Gluttony, immaturity and self deception is what is destroying the American dream and America.
We have replaced a society that was based on wide spread and growing general affluence with a society where wealth and powe are becoming more and more concentrated in fewer and fewer hands.
For the last 30 years, America has made a faustian bargain where the neglected 90% of Americans have slowly and steadily had the real incomes lowered while having their credit limits raised.
A double whammy of being poorer but being allowed to be more overindebted to unsustainable amounts.
Nationally we speak of tax cuts while ignoring the fact that taxes have been going up for the last 30 years; while lowering tax rates.
Before Presdident Reagan the national debt was under a trillion dollars.
By the end of his first term, his policies had doubled it.
Before Reagan, American was the world’s greatest global creditor with America owning or being owed of the world more that two trillion than the world owned and was owed by America. By the end of President Reagan’s second term, America had become the world’s biggest global debtor and beholden to foreigners.
America has not had three decades of tax cuts, it has had three decades of paying its taxes by abusing it national credit card.

#9 Comment By Richard Wicks On February 7, 2011 @ 4:51 pm

The debt default is certain now. The national debt has grown ON AVERAGE of 9.4% a year since 1970. You can see this yourself if you take the national debt in 1970

370,918,706,949.93 * (1.094^(2011-1970))
370,918,706,949.93 * (1.094^41)
370,918,706,949.93 * 39.7841608303

14,756,689,492,300

That’s what the debt will be at the END of 2011 – or would be, if 9.4% growth continues. The average yearly debt rate increase has been getting larger in the last decade, but 9.4% will be fine to use, since it’s a lowball estimate.
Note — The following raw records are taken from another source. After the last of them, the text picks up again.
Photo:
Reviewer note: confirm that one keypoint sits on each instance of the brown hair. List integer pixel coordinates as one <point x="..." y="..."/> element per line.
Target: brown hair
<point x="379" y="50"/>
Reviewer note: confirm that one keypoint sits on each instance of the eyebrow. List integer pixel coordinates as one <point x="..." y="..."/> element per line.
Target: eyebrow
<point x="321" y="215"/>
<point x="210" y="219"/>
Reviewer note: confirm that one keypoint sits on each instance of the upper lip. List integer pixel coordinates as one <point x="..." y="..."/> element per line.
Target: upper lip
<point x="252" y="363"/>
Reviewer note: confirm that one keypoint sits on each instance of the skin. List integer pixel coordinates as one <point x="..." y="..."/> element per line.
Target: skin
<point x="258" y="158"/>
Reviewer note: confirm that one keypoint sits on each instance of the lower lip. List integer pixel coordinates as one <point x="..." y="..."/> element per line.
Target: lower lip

Now, if the debt ONLY grows at 9.4% we’ll be at

370,918,706,949.93 * (1.094^(2020-1970))
370,918,706,949.93 * 89.3030105419
33,124,157,196,900 by the end of 2020

That’s basically a BEST CASE scenario. That means we need to cut our deficit, reduce the government, etc. to get that conservative number.

But from 2008 to 2009 the national debt grew at 13.86%. I realize that’s an exceptional time and everything, and it’s probably going to not be that high, but I’m going to use it just for illustrative purposes anyhow – the just in case scenario.

Starting from 2009 actual debt of 11,909,829,003,511

11,909,829,003,511 * (1.1386 ^ (2020-2009))
11,909,829,003,511 * 4.16949036154
49,657,917,237,700 by the end of 2020

That’s worst case scenario for the end of 2020. That would be if continue spending at the current rate and borrowing at the same rate. That’s not probably going to happen, but it could happen.

Why aren’t these figured ever published anywhere in media? Can our nation actually go 33 trillion dollars in debt, and still function?

I don’t think so. I was surprised we made it past 10 trillion.

This isn’t all Obama’s fault either. I blame Reagan, he’s the one that made it possible for BOTH parties to spend like there is no tomorrow, and what do you know – there isn’t going to be any tomorrow in less than 20 years.

All we’ve had are a string of lousy presidents, a crappy complicit media, and an ignorant lazy populace. Suffering is said to be a good teacher. Learn well Americans.